15 Puzzle: History

In early December 1998 I got a message from a guy who presented a "challenge" in the form of what he called a "cube", but what most people refer to as the 15 puzzle. He was writing a program and wanted to know how to go from an initial random configuration to the proper order.

That sort of thing happens to me a lot. Just because I've written Mastermind and Rubik's Cube versions, people think I'm some kind of genius who knows every aspect of programming mind games (well, they're half right :-).

Whenever I'd played the 15 puzzle in the past I had been too impatient to think of a long-term strategy. I had just shuffled the pieces around and hoped for the best. But if kids can solve that puzzle, there has to be an easy way to do it -- and if there's an easy way to do it, that should be possible to formulate as an algorithm. I searched the web for auto-solving 15 puzzles, to see if I could find something to refer the guy to. (Ideally I should have told him to stop bothering me and do his own research, but I didn't have the heart.) There were a couple of such applets out there, but none of them really useful. Instead of relying on a set of rules, they were based on classic AI techniques of examining a wide range of possible move combinations.

So I had to sit down and take a closer look at the 15 puzzle myself. Fortunately it wasn't long before I noticed that the puzzle became quite trivial if you just approaced it methodically.
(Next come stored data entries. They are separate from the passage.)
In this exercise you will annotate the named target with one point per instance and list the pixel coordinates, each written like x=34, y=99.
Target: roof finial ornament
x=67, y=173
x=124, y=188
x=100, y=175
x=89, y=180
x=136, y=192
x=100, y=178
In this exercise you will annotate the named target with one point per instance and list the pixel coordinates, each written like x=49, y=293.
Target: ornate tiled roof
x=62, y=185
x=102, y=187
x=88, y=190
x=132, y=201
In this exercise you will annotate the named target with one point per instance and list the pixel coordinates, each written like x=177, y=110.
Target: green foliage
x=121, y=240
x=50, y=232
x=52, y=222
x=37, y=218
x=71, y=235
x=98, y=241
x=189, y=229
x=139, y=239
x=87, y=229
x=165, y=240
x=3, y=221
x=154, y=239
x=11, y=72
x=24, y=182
So I gave the guy some brief instructions (I doubt they made much sense to him, but he stopped writing), but after a while I started to feel it would be a shame to let my little "discovery" go to waste and decided use the following weekend to build a self-solving 15 puzzle of my own.

But I couldn't just give it a run-of-the-mill design. (I mean, thousands of programmers have done that already, so what would be the point?) And just forget about having the pieces form some cute picture. Tetris aside, there is no more over-used web programming concept in the universe. The only gimmick left, ironically, seemed to be to give it the exact look and feel of the original.